蝙蝠侠遥控器pcb
背景 (Background)
Wait! Isn’t the above equation different from what we found last time? Yup, very different but still looks exactly the same or maybe a bit better. Just in case you are wondering what I am talking about, please refer Part I of this series. Many ideas stated here are derived in that article and explained very clearly. The main ones being: why circles become like squares, how we can look at it as an intersection of trenches and how we can build our own graphs and equations by intersecting those trenches.
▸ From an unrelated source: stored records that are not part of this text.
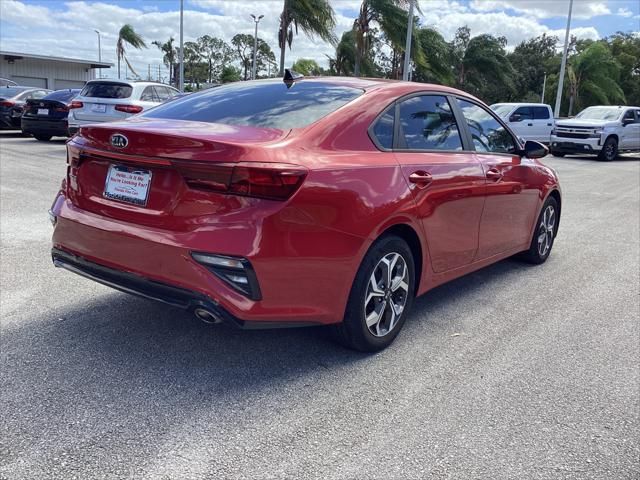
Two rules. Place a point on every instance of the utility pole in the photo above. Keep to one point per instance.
(407, 49)
(181, 58)
(255, 45)
(563, 65)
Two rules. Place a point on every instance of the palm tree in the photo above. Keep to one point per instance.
(391, 15)
(128, 35)
(313, 17)
(169, 57)
(593, 76)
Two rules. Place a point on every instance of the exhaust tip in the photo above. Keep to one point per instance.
(206, 316)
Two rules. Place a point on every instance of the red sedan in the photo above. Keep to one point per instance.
(326, 201)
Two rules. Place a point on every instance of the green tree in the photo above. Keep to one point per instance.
(593, 78)
(243, 44)
(307, 67)
(481, 65)
(127, 35)
(531, 60)
(436, 66)
(169, 55)
(229, 74)
(313, 17)
(216, 53)
(390, 15)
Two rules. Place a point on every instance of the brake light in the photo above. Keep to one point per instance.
(273, 181)
(129, 108)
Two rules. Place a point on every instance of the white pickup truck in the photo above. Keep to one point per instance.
(529, 121)
(603, 130)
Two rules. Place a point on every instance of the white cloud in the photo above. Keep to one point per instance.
(582, 9)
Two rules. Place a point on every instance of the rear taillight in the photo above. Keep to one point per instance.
(129, 108)
(273, 181)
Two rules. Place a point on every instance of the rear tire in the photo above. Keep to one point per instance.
(544, 233)
(609, 150)
(380, 298)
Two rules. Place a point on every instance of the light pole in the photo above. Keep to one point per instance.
(255, 45)
(99, 47)
(556, 111)
(181, 53)
(407, 49)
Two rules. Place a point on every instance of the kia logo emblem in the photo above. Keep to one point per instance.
(118, 140)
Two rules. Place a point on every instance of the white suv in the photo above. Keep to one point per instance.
(529, 121)
(601, 130)
(109, 100)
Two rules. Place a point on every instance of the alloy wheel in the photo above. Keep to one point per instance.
(546, 230)
(386, 294)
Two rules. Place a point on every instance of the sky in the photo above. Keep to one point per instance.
(66, 28)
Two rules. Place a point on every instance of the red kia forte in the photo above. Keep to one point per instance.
(317, 201)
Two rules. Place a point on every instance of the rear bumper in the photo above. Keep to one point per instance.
(36, 126)
(564, 145)
(151, 289)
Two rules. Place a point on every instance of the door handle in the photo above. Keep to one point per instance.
(421, 178)
(494, 174)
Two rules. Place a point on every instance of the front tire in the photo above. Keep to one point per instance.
(544, 233)
(609, 150)
(380, 298)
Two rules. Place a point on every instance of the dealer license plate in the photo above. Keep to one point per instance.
(127, 184)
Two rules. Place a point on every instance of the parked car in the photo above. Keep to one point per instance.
(530, 121)
(47, 117)
(600, 130)
(12, 99)
(308, 202)
(5, 82)
(111, 100)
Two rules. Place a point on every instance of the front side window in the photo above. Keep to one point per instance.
(522, 113)
(427, 123)
(541, 113)
(271, 104)
(487, 133)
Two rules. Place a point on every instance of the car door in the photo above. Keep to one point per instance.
(630, 131)
(446, 180)
(512, 191)
(542, 124)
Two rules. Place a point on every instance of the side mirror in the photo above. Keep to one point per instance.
(533, 149)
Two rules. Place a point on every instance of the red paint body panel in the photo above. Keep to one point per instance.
(306, 250)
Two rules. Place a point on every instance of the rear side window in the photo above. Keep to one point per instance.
(487, 133)
(427, 123)
(541, 113)
(106, 90)
(62, 95)
(264, 104)
(383, 129)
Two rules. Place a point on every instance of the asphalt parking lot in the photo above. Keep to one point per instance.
(513, 372)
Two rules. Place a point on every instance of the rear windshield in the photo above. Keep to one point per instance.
(259, 104)
(8, 92)
(62, 95)
(106, 90)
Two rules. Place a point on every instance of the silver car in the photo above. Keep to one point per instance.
(110, 100)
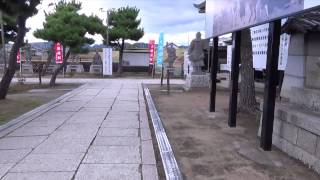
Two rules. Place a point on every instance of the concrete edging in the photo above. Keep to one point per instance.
(31, 115)
(169, 162)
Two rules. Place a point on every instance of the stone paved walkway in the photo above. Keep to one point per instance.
(99, 131)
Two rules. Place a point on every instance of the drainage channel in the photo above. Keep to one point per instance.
(169, 162)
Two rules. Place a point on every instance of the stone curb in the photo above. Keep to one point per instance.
(169, 162)
(31, 115)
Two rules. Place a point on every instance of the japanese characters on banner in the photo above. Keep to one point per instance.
(59, 53)
(151, 51)
(160, 49)
(107, 61)
(19, 57)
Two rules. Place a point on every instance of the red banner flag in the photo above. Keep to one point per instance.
(59, 53)
(151, 51)
(18, 57)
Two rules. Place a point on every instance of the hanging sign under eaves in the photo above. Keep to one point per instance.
(226, 16)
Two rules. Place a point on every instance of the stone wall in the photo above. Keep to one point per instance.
(294, 75)
(312, 60)
(297, 133)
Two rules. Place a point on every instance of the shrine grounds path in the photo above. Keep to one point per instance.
(97, 131)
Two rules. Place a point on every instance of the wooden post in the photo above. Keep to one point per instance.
(213, 72)
(270, 85)
(236, 42)
(168, 81)
(162, 68)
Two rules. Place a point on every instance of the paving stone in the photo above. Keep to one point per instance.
(99, 105)
(21, 142)
(78, 134)
(95, 119)
(120, 123)
(289, 132)
(80, 98)
(68, 107)
(148, 153)
(93, 111)
(113, 154)
(33, 131)
(39, 176)
(307, 141)
(43, 123)
(149, 172)
(49, 162)
(60, 146)
(12, 156)
(116, 141)
(122, 115)
(118, 132)
(145, 134)
(114, 172)
(4, 168)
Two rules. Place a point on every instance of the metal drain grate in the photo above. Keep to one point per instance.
(168, 160)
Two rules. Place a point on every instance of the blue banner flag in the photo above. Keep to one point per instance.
(160, 49)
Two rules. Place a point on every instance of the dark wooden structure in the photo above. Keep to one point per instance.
(308, 21)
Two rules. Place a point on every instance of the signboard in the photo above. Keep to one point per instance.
(225, 16)
(229, 58)
(151, 52)
(19, 57)
(160, 49)
(107, 61)
(259, 36)
(59, 53)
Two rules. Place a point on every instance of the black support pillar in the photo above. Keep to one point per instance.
(213, 71)
(236, 42)
(270, 85)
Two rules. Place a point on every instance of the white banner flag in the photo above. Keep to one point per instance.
(107, 61)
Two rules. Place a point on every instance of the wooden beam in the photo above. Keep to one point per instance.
(270, 85)
(236, 42)
(213, 72)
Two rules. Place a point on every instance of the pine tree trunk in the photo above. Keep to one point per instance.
(56, 72)
(10, 71)
(247, 102)
(119, 72)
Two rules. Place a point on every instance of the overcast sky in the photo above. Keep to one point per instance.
(178, 19)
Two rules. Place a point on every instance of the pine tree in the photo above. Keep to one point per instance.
(20, 11)
(67, 26)
(123, 25)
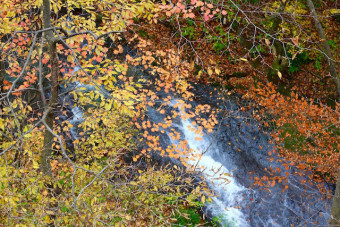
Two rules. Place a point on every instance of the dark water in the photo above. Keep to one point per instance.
(237, 147)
等待! 上面的方程式与我们上次发现的方程式有区别吗? 是的,非常不同,但看起来还是一样的,甚至可能更好。 万一您想知道我在说什么,请参阅本系列的第一部分。 该文章中提到的许多想法都是从该文章中得出的,并且解释得很清楚。 主要的是:为什么圆变得像正方形,我们如何将其视为沟槽的交点,以及如何通过将这些沟槽相交来构建自己的图形和方程式。
挑战 (The Challenge)
Working with trenches isn’t a very joyful experience, is it? Honestly? They have two walls and we generally use only one. The other one just lingers around and sometimes creates unwanted regions. Remember, we had to trim our Batman for the same reason. Next, we were able to perform only intersection and negation(flipping the sign of the power) of trenches but their union is still a bit challenging yet very useful. With great power comes the great computational difficulty. It is not common to raise our inputs to very high powers and is not very efficient computationally either. Thus, the scope of what we derived and obtained earlier was a bit limited by our designing skills.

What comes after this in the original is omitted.